MJBizDaily participated in a webinar with Denver-based law firm Vicente LLP on Dec. 22 addressing these and a few other urgent issues. Some are points of law that will be argued (and re-argued) in court. Other question marks hinge on future action. But there are some known knowns.
Here are some of the industry’s most pressing and most-asked questions around marijuana rescheduling.
When is cannabis officially Schedule 3?
Unclear, but soon, or soonish – probably. Unless someone screws something up, and then it could be years.
On Dec. 18, Trump directed Attorney General Pam Bondi to “take all necessary steps to complete the rulemaking process related to rescheduling marijuana to Schedule III,” and to do so “in the most expeditious manner in accordance with Federal law.” How fast is “the most expeditious”? No one knows – maybe not even the White House. “There is no deadline,” Shane Pennington, a partner with national law firm Blank Rome, recently told MJBizDaily.

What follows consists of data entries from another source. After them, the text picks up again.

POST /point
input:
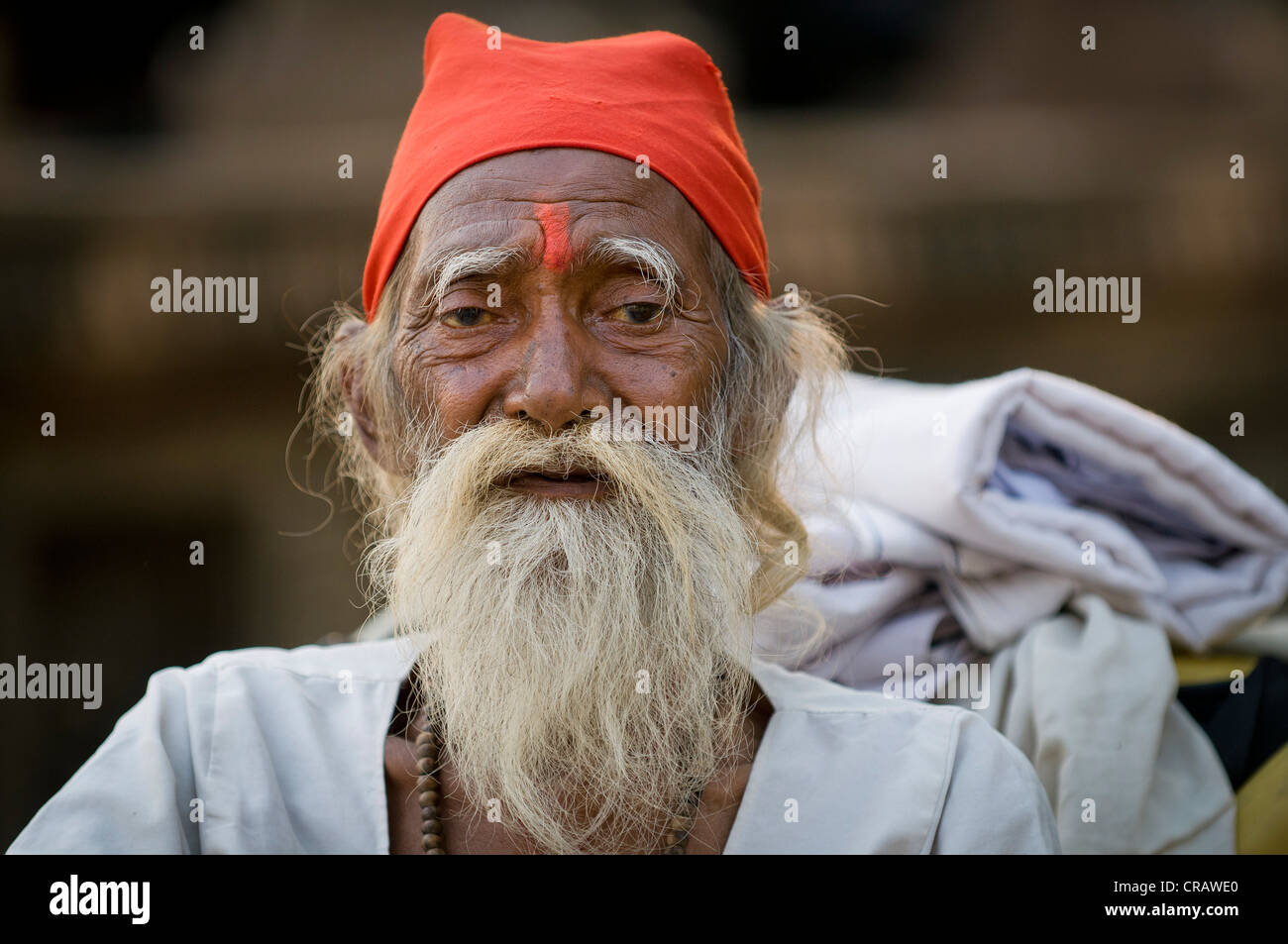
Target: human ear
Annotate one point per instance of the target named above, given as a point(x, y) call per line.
point(352, 376)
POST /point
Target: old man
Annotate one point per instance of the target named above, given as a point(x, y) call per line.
point(563, 412)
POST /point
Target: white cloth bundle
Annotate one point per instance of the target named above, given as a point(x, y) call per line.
point(1008, 494)
point(952, 523)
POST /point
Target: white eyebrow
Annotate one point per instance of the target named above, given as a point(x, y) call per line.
point(454, 264)
point(655, 262)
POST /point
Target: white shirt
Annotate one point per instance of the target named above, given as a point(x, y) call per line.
point(284, 750)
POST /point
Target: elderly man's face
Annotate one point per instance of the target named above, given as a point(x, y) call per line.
point(548, 338)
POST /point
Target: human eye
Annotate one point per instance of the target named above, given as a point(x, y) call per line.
point(638, 313)
point(465, 317)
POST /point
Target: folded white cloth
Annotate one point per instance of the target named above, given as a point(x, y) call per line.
point(1009, 494)
point(1090, 698)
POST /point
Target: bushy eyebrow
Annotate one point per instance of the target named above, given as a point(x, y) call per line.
point(653, 262)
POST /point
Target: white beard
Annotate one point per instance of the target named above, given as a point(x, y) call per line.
point(587, 659)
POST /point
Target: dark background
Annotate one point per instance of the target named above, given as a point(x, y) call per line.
point(172, 428)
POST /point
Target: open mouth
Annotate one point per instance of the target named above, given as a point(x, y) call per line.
point(549, 479)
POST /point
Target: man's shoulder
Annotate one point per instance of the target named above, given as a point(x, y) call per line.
point(890, 775)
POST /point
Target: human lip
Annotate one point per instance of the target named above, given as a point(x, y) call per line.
point(574, 481)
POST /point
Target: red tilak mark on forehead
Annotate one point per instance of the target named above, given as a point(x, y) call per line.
point(553, 219)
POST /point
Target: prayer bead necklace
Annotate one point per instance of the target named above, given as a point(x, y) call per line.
point(428, 746)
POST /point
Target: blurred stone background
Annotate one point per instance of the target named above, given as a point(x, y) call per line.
point(172, 428)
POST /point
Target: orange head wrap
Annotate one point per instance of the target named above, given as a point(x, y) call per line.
point(651, 94)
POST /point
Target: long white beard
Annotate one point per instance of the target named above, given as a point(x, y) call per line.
point(587, 659)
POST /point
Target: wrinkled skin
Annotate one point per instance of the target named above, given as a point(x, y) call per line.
point(562, 343)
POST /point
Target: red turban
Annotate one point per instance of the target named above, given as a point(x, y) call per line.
point(649, 93)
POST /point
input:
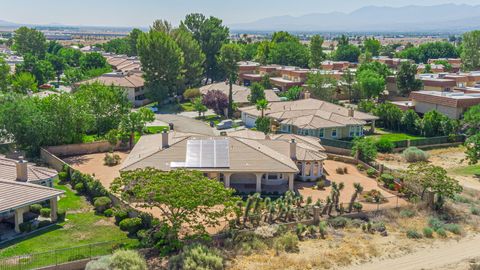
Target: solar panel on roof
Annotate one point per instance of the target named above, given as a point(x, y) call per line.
point(207, 154)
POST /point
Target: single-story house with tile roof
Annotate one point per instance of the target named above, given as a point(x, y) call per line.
point(240, 93)
point(132, 82)
point(312, 117)
point(244, 161)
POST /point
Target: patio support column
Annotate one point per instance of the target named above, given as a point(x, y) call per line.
point(259, 182)
point(291, 181)
point(226, 179)
point(53, 209)
point(18, 219)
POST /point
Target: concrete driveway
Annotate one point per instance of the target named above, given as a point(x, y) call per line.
point(185, 124)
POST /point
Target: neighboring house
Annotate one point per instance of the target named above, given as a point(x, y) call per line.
point(132, 82)
point(452, 104)
point(23, 171)
point(240, 93)
point(312, 117)
point(21, 185)
point(259, 164)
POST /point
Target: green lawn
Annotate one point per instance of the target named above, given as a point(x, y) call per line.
point(82, 227)
point(468, 170)
point(394, 136)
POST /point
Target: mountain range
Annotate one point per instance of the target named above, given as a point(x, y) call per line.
point(442, 18)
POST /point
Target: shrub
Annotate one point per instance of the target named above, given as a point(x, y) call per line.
point(413, 234)
point(441, 232)
point(407, 213)
point(371, 172)
point(338, 222)
point(475, 211)
point(453, 228)
point(111, 159)
point(287, 242)
point(194, 257)
point(192, 94)
point(35, 208)
point(63, 176)
point(435, 223)
point(25, 227)
point(120, 215)
point(45, 212)
point(413, 154)
point(44, 223)
point(126, 260)
point(80, 188)
point(61, 215)
point(387, 178)
point(131, 225)
point(428, 232)
point(108, 213)
point(384, 145)
point(102, 203)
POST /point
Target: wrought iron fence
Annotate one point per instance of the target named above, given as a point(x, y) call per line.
point(57, 257)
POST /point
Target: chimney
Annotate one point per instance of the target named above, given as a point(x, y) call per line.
point(22, 170)
point(293, 149)
point(351, 112)
point(306, 95)
point(165, 139)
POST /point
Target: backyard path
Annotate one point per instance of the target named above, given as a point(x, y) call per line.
point(438, 257)
point(185, 124)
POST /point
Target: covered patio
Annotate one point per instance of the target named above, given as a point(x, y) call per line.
point(15, 201)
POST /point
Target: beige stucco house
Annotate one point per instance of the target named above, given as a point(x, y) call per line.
point(247, 161)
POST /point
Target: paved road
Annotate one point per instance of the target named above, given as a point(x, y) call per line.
point(450, 252)
point(185, 124)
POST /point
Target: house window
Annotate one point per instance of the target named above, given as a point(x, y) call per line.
point(321, 133)
point(334, 133)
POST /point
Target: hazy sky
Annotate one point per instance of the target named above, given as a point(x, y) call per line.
point(143, 12)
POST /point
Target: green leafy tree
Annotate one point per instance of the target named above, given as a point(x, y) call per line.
point(473, 149)
point(230, 55)
point(106, 105)
point(198, 106)
point(322, 86)
point(136, 122)
point(29, 41)
point(371, 83)
point(4, 74)
point(194, 58)
point(316, 51)
point(428, 177)
point(372, 46)
point(410, 121)
point(293, 93)
point(162, 63)
point(197, 201)
point(211, 35)
point(406, 78)
point(471, 120)
point(365, 148)
point(24, 82)
point(257, 92)
point(471, 50)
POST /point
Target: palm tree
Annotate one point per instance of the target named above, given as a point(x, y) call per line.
point(358, 190)
point(262, 105)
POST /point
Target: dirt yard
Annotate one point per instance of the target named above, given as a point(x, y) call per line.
point(451, 159)
point(353, 176)
point(93, 164)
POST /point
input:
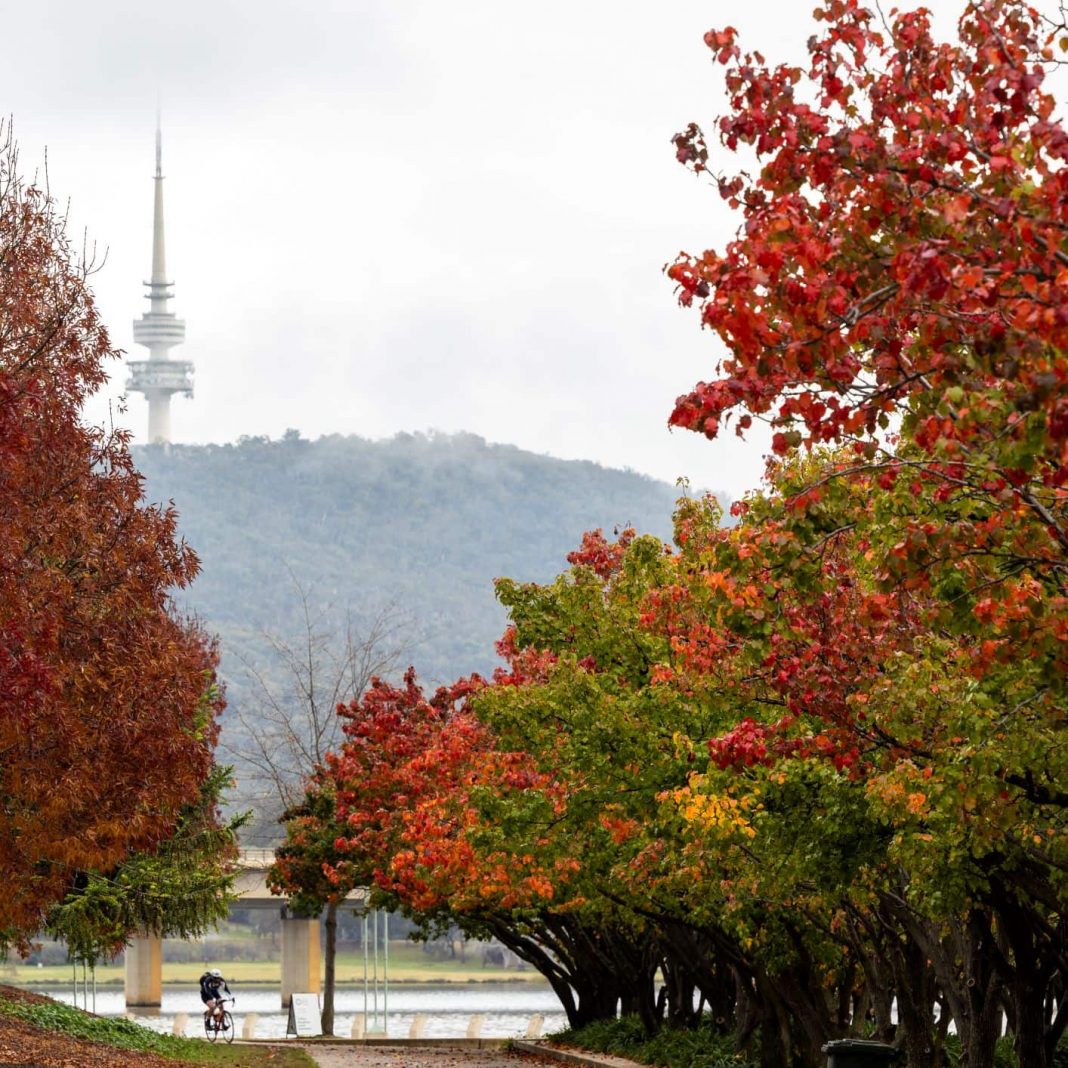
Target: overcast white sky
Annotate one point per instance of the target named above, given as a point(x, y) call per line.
point(403, 215)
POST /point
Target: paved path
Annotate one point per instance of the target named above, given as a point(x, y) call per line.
point(392, 1056)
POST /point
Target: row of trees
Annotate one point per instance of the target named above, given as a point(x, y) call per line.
point(108, 703)
point(809, 769)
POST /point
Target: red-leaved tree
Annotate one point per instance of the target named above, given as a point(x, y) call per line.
point(108, 705)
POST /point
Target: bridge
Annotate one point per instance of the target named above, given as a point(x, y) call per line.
point(300, 938)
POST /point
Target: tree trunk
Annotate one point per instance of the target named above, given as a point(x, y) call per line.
point(331, 954)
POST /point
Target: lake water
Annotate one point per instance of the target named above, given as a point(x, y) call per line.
point(506, 1006)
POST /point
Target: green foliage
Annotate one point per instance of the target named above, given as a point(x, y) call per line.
point(126, 1035)
point(179, 891)
point(700, 1048)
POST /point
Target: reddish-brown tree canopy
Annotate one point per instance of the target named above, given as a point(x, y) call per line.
point(106, 696)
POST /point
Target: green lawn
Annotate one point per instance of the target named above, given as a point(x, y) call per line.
point(408, 963)
point(125, 1035)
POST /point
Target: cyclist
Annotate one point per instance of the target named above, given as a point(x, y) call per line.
point(210, 984)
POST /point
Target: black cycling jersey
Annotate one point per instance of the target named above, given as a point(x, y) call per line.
point(210, 985)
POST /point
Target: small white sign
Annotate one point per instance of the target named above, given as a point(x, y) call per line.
point(305, 1018)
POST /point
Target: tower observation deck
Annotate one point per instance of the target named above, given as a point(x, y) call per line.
point(159, 330)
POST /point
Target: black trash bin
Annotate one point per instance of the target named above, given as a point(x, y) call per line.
point(859, 1053)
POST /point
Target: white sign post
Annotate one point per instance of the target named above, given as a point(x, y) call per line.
point(305, 1019)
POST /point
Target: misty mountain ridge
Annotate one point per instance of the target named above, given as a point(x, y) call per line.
point(418, 525)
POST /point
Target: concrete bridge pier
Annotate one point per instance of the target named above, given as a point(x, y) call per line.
point(144, 971)
point(300, 957)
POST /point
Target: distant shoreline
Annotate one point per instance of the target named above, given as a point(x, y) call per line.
point(346, 985)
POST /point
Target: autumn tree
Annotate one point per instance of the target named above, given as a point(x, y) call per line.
point(897, 287)
point(109, 709)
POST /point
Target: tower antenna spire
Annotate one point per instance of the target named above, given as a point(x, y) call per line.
point(159, 329)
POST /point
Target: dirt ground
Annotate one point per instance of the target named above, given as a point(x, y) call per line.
point(386, 1056)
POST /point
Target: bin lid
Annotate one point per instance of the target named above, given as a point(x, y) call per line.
point(859, 1046)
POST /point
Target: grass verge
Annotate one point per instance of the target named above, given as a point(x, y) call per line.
point(53, 1018)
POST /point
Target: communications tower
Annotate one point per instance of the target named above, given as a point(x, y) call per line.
point(159, 330)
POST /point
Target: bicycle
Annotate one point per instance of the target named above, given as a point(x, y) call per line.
point(215, 1022)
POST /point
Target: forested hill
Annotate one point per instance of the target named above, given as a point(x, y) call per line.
point(425, 522)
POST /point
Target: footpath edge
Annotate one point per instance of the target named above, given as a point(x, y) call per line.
point(572, 1056)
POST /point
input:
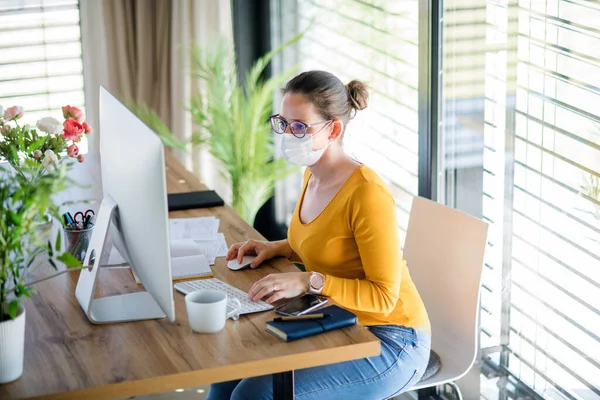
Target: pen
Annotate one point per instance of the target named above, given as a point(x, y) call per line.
point(301, 317)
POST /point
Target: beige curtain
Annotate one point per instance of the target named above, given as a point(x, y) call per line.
point(138, 42)
point(195, 23)
point(138, 50)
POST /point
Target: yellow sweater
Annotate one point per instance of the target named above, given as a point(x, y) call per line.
point(354, 242)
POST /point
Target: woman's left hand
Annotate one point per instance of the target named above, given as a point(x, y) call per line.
point(274, 287)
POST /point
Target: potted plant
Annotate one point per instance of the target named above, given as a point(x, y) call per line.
point(233, 121)
point(26, 197)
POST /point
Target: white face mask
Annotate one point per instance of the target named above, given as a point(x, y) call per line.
point(299, 151)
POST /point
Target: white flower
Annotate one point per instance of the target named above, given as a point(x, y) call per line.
point(50, 125)
point(50, 160)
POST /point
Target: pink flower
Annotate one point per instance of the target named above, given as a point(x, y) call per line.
point(87, 128)
point(73, 130)
point(73, 112)
point(14, 112)
point(73, 151)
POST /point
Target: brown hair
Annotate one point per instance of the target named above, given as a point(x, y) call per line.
point(330, 97)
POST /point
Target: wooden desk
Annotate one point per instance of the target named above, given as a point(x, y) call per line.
point(67, 357)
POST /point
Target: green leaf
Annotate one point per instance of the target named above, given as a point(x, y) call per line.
point(69, 260)
point(57, 245)
point(13, 307)
point(36, 145)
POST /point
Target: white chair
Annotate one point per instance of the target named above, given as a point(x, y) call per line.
point(444, 251)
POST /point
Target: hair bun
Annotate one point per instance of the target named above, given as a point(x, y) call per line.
point(358, 94)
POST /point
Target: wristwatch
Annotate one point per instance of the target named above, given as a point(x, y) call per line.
point(316, 283)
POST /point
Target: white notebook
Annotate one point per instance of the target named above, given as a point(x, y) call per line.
point(187, 261)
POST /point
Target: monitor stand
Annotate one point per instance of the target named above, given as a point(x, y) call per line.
point(120, 308)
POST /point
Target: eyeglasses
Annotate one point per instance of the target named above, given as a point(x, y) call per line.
point(298, 128)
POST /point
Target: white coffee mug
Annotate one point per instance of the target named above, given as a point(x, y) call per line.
point(207, 310)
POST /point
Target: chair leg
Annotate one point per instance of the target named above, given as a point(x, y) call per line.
point(456, 390)
point(426, 393)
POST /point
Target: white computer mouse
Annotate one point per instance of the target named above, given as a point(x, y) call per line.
point(235, 266)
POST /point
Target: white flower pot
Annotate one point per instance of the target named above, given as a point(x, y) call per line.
point(12, 346)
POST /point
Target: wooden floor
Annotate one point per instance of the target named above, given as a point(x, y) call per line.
point(201, 392)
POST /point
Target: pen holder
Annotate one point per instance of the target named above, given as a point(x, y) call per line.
point(77, 241)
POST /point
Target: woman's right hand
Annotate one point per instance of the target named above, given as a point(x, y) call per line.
point(261, 249)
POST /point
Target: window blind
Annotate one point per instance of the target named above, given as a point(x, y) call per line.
point(554, 328)
point(41, 65)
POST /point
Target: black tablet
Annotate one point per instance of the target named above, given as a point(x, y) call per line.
point(190, 200)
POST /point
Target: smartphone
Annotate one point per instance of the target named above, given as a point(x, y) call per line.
point(302, 305)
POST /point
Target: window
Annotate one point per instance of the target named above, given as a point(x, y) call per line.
point(374, 41)
point(40, 64)
point(518, 144)
point(521, 93)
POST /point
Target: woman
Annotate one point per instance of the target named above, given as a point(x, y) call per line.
point(344, 230)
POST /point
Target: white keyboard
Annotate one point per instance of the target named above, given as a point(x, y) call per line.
point(248, 307)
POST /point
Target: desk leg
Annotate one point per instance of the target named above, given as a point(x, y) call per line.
point(283, 386)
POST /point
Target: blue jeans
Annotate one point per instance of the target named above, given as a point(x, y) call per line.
point(403, 359)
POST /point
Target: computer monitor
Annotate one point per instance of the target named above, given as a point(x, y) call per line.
point(133, 216)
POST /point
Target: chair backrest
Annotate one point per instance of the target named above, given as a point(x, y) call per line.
point(444, 251)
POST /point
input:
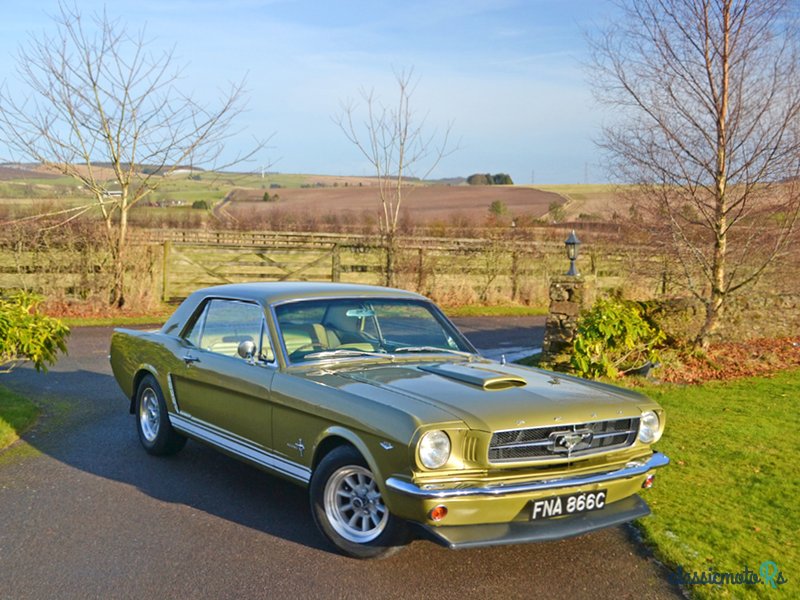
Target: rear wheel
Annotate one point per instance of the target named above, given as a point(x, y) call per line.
point(348, 508)
point(152, 420)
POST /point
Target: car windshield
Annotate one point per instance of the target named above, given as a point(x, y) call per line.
point(319, 329)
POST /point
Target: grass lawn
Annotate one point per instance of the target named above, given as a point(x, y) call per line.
point(729, 499)
point(473, 310)
point(16, 415)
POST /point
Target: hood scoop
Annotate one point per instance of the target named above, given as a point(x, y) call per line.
point(483, 378)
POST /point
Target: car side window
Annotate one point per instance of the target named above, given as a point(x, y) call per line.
point(225, 324)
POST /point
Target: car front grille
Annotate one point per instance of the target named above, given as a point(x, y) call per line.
point(562, 441)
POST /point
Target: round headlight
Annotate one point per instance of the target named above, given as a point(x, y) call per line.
point(434, 449)
point(649, 427)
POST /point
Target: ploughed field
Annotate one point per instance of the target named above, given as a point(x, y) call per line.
point(425, 204)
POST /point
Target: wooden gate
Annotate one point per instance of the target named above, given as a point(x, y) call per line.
point(187, 267)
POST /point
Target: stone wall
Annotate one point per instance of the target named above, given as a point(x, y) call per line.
point(568, 296)
point(745, 317)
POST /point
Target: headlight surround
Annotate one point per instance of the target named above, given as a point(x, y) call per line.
point(649, 427)
point(434, 449)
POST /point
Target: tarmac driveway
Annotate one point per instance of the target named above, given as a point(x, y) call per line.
point(86, 513)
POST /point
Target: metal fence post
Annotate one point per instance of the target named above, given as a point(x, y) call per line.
point(165, 271)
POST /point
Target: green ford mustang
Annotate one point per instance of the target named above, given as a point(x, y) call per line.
point(372, 399)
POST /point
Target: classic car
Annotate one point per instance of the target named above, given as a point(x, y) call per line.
point(372, 399)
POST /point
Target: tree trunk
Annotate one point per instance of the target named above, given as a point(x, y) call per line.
point(119, 253)
point(390, 247)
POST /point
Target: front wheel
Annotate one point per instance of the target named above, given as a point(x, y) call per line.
point(348, 508)
point(152, 420)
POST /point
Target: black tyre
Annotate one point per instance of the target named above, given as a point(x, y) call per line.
point(348, 509)
point(152, 421)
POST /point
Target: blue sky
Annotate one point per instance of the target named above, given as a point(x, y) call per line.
point(506, 73)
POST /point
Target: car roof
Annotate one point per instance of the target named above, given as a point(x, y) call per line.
point(273, 292)
point(276, 292)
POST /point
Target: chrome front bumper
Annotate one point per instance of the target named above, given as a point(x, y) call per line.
point(632, 469)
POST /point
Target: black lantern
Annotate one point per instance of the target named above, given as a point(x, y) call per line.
point(572, 244)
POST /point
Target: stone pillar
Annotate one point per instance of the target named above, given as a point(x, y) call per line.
point(567, 298)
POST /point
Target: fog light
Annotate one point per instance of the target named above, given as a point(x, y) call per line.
point(439, 513)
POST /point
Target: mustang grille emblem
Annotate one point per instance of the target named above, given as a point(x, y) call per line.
point(569, 441)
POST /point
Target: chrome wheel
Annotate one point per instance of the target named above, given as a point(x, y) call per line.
point(353, 505)
point(149, 415)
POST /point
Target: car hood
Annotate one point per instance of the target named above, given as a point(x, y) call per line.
point(493, 397)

In theory, the Justice Department could move quickly, declare the currently paused process left over from the Biden administration finished and publish a final rule in the Federal Register, the official record of what the federal government does – after which time final rules are usually effective in 30 days.
But there are complications. Critics dragged the Biden administration rescheduling process for taking too long, in part because the DOJ adhered to the process: taking public comment, responding to some of them, scheduling hearings before an administrative law judge – that is, building a record should the question come up in court of whether federal law was followed.
Legalization opponents have vowed to sue to stop rescheduling no matter what. If corners are cut and cannabis foes can convince a federal judge that the process wasn’t right, rescheduling could end up stuck in the courts. And United States court is rarely an expeditious process.
Does marijuana rescheduling mean 280E no longer applies in 2025? Is 280E relief retroactive?
For many operators, the top question relates to tax relief, how much of it and when. “Everybody’s super excited about not having to deal with 280E,” said Rachel Gillette, a Denver-based partner at Holland & Hart, in the understatement of the year.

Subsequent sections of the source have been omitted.